On their way to the Superdome, passing bodies floating in the floodwaters, the women ran into New Orleans' then-police chief and told him they were paramedics.
"They took us to their hotel and got us a vehicle to take us to Houston," Kitagawa recalled. "We were so grateful to them. They treated us so well."
Five days after Katrina hit, Kitagawa and the rest of the group left New Orleans, but the memories have stayed.
Shiraki and Kitagawa returned to New Orleans earlier this year for the Sugar Bowl, when thousands of Hawaii fans watched the University of Hawaii football team play for the first time in a major bowl game.
"It was great to go back," Kitagawa said. "I wanted to see the changes.
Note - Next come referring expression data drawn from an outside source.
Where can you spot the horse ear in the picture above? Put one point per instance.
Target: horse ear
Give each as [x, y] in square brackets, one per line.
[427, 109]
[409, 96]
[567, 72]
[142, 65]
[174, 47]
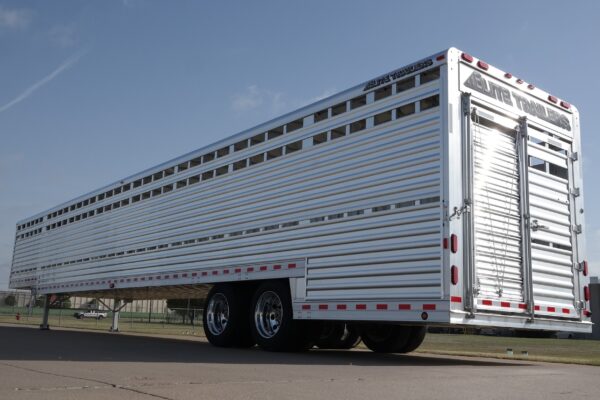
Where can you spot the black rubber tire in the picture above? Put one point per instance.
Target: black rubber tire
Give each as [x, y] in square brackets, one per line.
[338, 335]
[237, 331]
[292, 335]
[417, 335]
[385, 338]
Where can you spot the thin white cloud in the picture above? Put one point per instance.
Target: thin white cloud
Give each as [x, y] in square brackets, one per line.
[14, 19]
[33, 88]
[63, 35]
[254, 97]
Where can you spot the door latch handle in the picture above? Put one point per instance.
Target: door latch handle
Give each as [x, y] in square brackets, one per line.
[535, 226]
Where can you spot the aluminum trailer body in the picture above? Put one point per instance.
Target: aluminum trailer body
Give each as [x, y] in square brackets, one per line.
[446, 192]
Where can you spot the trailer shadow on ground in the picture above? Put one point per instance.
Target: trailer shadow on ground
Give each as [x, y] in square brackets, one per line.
[28, 344]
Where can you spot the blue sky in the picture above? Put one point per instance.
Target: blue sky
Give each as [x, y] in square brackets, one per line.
[94, 91]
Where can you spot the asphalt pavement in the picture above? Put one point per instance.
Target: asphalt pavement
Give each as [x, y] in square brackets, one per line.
[62, 364]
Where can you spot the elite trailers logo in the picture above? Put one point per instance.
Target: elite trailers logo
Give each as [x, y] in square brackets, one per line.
[397, 74]
[477, 82]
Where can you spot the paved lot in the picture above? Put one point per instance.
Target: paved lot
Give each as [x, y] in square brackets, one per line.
[85, 365]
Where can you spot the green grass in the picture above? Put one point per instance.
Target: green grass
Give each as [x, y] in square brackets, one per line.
[550, 350]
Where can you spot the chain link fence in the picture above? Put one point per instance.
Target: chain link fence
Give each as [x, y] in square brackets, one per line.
[20, 308]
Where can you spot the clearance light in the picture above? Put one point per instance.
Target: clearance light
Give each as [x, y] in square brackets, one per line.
[454, 274]
[467, 57]
[453, 243]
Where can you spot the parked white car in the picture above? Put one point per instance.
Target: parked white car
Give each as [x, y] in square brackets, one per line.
[90, 314]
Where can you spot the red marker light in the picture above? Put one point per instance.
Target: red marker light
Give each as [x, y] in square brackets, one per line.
[453, 243]
[586, 293]
[467, 57]
[454, 274]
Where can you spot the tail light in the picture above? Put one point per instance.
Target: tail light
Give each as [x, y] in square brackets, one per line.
[454, 274]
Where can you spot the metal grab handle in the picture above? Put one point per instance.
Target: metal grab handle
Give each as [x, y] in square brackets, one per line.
[535, 226]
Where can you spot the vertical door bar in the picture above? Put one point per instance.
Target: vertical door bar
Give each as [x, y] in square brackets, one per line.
[526, 271]
[468, 223]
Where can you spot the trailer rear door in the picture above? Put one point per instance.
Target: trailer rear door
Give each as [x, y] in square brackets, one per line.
[521, 227]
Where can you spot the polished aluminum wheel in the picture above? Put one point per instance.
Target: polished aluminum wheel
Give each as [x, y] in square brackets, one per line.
[268, 314]
[217, 314]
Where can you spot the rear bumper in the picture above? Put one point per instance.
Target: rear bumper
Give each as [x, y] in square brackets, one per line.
[519, 322]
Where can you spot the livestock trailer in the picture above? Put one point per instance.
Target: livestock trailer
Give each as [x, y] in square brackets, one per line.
[446, 192]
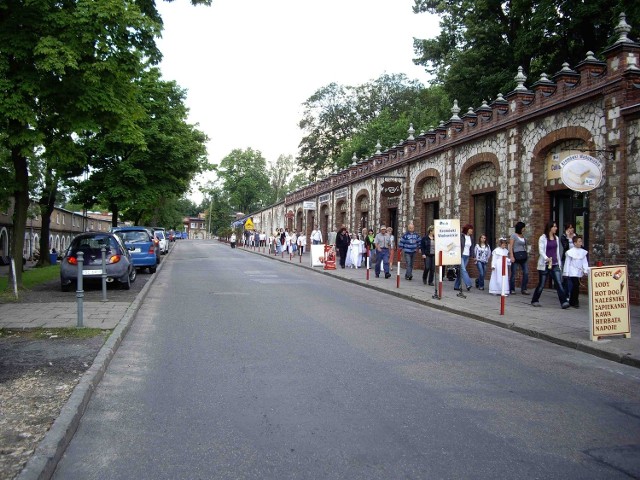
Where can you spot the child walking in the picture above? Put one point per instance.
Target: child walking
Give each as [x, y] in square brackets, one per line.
[497, 278]
[483, 252]
[575, 266]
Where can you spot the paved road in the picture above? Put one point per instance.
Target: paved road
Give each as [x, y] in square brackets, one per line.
[241, 367]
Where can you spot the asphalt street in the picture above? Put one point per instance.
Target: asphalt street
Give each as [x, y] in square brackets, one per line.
[237, 366]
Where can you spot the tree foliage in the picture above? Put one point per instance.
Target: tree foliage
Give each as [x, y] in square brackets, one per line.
[481, 44]
[136, 176]
[340, 121]
[245, 181]
[284, 178]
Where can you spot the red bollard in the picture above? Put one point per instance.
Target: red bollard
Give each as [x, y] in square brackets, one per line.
[440, 275]
[504, 277]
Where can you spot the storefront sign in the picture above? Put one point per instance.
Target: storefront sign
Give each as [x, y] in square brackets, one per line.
[609, 302]
[391, 189]
[447, 236]
[581, 172]
[554, 170]
[342, 193]
[329, 257]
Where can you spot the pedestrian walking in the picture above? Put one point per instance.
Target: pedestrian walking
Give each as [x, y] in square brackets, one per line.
[498, 279]
[409, 244]
[482, 252]
[550, 264]
[428, 249]
[343, 240]
[575, 267]
[519, 259]
[466, 247]
[382, 242]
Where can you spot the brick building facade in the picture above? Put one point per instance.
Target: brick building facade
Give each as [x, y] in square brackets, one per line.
[498, 164]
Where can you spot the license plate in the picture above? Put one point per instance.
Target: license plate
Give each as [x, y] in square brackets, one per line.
[92, 272]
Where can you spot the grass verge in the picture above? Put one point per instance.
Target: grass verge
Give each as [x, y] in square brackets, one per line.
[31, 278]
[49, 333]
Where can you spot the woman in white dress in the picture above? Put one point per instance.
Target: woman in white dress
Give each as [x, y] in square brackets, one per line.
[354, 254]
[497, 278]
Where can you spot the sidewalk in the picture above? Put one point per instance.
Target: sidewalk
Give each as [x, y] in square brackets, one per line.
[569, 328]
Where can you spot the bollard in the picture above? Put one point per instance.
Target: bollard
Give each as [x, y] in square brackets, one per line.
[80, 291]
[368, 264]
[103, 251]
[504, 281]
[438, 287]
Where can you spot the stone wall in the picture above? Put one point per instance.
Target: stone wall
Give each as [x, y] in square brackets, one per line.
[507, 149]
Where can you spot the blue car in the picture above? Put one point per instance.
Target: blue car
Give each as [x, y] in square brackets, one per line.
[141, 246]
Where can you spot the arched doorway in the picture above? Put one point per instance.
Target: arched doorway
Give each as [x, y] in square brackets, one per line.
[483, 182]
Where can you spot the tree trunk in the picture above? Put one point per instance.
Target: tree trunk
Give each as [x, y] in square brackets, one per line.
[21, 196]
[114, 214]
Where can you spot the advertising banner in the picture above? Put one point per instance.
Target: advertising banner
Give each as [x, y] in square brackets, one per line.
[609, 302]
[582, 173]
[317, 255]
[329, 257]
[447, 235]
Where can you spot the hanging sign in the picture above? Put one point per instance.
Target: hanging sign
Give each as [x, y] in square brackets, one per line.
[609, 302]
[581, 172]
[391, 189]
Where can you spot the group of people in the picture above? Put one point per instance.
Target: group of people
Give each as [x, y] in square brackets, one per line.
[560, 258]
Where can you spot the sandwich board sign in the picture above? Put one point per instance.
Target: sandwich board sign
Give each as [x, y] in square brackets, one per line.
[609, 311]
[447, 236]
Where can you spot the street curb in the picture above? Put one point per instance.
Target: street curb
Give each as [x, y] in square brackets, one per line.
[44, 461]
[584, 347]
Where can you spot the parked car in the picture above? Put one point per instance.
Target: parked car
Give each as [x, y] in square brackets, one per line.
[156, 241]
[118, 262]
[142, 248]
[163, 242]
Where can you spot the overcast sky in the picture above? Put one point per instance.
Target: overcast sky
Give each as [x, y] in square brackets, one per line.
[248, 65]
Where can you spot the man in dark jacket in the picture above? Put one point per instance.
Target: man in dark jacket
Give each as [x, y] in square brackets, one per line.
[343, 240]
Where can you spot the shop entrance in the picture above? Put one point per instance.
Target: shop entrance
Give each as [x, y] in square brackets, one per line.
[393, 221]
[484, 217]
[572, 207]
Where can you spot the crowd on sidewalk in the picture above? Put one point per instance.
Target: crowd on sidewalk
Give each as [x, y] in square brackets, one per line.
[559, 258]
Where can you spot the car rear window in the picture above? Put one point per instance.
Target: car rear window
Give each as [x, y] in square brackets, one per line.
[134, 236]
[93, 245]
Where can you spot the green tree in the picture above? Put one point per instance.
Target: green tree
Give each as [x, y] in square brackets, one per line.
[135, 176]
[481, 44]
[284, 178]
[341, 121]
[245, 180]
[68, 64]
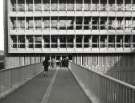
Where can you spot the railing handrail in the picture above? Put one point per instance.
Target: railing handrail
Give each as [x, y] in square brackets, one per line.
[110, 78]
[2, 70]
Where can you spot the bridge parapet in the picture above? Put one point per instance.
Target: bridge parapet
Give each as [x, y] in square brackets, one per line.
[11, 79]
[101, 88]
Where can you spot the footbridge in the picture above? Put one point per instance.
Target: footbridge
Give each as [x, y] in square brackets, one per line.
[76, 84]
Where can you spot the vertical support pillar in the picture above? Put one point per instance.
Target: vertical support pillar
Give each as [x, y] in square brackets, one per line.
[75, 41]
[83, 42]
[58, 42]
[90, 42]
[43, 42]
[33, 5]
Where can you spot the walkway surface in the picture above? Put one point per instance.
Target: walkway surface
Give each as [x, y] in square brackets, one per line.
[58, 86]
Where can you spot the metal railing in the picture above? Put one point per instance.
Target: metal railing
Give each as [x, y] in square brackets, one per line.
[101, 88]
[10, 79]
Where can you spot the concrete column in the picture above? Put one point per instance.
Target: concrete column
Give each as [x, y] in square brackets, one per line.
[58, 42]
[74, 41]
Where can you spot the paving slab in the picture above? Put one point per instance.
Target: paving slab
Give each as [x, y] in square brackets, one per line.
[32, 92]
[66, 89]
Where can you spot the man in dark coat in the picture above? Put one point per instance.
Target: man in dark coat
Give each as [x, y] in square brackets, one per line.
[46, 64]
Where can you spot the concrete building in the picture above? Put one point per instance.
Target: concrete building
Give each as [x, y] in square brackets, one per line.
[98, 33]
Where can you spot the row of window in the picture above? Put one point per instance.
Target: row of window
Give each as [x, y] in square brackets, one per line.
[70, 23]
[95, 41]
[38, 5]
[72, 7]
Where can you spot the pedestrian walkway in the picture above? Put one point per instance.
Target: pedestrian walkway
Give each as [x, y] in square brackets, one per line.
[58, 86]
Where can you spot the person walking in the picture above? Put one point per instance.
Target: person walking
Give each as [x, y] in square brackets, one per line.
[46, 65]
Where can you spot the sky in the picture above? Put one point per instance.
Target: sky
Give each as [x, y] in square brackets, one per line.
[1, 26]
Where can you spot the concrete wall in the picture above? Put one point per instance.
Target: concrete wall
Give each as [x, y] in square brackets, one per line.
[120, 66]
[11, 79]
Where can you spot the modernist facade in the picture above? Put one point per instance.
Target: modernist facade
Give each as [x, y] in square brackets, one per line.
[90, 32]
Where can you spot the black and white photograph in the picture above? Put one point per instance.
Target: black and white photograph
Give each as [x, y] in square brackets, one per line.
[67, 51]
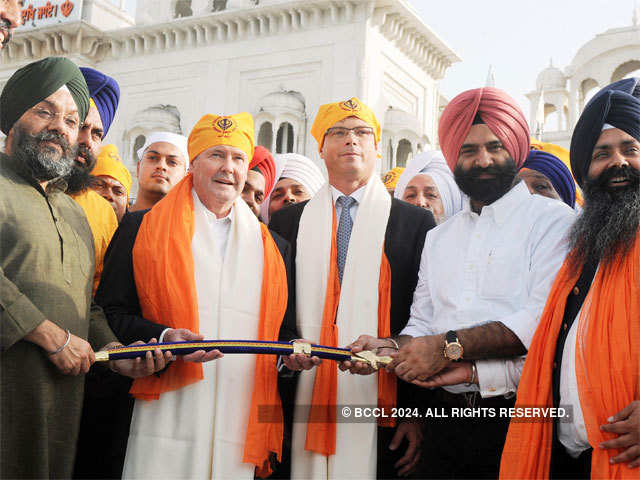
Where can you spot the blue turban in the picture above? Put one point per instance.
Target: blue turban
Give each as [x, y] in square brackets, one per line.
[556, 171]
[618, 105]
[105, 93]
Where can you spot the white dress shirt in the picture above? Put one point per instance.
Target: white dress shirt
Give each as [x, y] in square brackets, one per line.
[356, 195]
[496, 266]
[573, 434]
[220, 228]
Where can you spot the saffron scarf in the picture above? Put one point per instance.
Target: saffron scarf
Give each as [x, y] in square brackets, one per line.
[607, 367]
[164, 272]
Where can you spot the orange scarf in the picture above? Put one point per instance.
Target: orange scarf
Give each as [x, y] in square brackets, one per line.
[321, 432]
[607, 368]
[164, 272]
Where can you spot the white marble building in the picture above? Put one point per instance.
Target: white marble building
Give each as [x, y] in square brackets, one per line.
[608, 57]
[277, 59]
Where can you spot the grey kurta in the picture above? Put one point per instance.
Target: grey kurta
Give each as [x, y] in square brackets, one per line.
[46, 272]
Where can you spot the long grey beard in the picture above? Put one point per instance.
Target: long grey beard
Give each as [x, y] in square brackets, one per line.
[607, 227]
[44, 163]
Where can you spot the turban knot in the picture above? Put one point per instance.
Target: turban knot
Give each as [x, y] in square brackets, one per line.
[263, 161]
[618, 105]
[36, 81]
[105, 94]
[497, 110]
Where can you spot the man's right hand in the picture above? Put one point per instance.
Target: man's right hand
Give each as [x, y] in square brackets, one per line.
[77, 357]
[186, 335]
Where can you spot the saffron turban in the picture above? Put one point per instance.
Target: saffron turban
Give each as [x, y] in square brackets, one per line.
[178, 141]
[298, 168]
[231, 130]
[618, 105]
[432, 163]
[390, 179]
[105, 93]
[36, 81]
[497, 109]
[331, 113]
[263, 161]
[556, 171]
[110, 164]
[562, 154]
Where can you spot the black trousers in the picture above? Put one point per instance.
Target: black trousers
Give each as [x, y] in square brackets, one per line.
[468, 447]
[564, 466]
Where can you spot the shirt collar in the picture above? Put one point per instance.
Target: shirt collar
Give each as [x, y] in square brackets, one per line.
[502, 208]
[356, 195]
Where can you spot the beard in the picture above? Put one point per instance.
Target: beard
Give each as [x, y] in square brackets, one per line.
[486, 190]
[45, 163]
[608, 224]
[79, 179]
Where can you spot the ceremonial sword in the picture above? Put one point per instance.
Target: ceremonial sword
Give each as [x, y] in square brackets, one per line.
[246, 346]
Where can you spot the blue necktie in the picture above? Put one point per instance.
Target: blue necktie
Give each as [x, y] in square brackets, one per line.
[344, 231]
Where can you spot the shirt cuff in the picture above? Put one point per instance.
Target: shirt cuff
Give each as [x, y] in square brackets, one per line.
[161, 339]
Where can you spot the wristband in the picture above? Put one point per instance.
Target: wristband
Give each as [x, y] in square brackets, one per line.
[65, 344]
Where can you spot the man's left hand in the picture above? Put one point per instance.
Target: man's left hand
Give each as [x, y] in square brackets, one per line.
[626, 424]
[413, 432]
[139, 367]
[420, 358]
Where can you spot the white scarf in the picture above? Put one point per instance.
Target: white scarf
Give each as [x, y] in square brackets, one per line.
[199, 431]
[356, 443]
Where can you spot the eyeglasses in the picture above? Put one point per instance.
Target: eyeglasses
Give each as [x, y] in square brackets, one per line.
[342, 132]
[46, 115]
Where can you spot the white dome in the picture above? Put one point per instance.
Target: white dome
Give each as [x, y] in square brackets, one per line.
[282, 101]
[551, 78]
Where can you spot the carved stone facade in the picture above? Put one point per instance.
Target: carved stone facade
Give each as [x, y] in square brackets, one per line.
[279, 60]
[560, 96]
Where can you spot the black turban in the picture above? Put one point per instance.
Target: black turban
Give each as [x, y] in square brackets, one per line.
[618, 105]
[105, 93]
[35, 82]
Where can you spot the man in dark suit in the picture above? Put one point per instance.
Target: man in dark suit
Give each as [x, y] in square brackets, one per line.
[371, 236]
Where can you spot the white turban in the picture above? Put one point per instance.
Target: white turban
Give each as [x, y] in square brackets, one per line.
[432, 163]
[179, 141]
[298, 168]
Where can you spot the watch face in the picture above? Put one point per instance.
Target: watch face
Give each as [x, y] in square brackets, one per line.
[454, 351]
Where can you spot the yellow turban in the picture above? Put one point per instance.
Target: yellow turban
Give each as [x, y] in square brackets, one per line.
[562, 154]
[231, 130]
[110, 165]
[331, 113]
[390, 179]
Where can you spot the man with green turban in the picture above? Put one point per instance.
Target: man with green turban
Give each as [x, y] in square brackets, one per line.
[49, 326]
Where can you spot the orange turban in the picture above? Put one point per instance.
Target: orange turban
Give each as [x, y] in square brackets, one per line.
[231, 130]
[497, 109]
[390, 179]
[331, 113]
[109, 164]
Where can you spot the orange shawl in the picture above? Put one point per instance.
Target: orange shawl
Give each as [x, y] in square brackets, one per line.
[607, 367]
[164, 272]
[321, 432]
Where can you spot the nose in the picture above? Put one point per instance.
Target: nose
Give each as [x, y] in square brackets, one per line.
[483, 159]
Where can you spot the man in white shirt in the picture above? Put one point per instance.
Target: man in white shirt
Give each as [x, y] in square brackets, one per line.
[585, 356]
[484, 277]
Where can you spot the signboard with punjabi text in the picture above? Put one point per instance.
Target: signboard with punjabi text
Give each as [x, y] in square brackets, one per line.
[41, 13]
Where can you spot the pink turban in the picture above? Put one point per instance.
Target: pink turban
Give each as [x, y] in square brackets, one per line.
[497, 109]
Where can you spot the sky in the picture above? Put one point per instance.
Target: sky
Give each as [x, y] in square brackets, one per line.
[518, 38]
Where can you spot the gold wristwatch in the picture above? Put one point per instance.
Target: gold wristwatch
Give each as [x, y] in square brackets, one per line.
[452, 347]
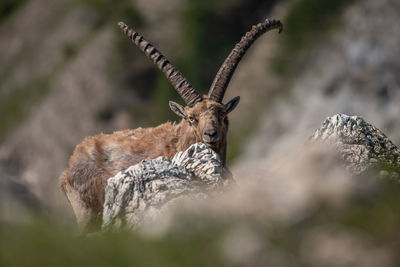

There were parts that weren't fixed, but it's a beautiful place. We were planning on going back again. We just don't know how different it could be after this."
Andy Winer, a local attorney who is also the leader of Hawaii's presidential campaign for U.S. Sen. Barack Obama, helped law students displaced when Katrina forced universities to shut down. Winer helped to accommodate 18 New Orleans law students, who received internships and free housing.
"It's kind of the same situation, almost identical to three years ago," Winer said yesterday from Las Vegas, where he is campaigning for Obama with U.S. Sen. Daniel Akaka. "If it turns out as bad as Katrina, I told Tulane University we'd be ready to help. We're a long way from New Orleans, but we have a history of helping."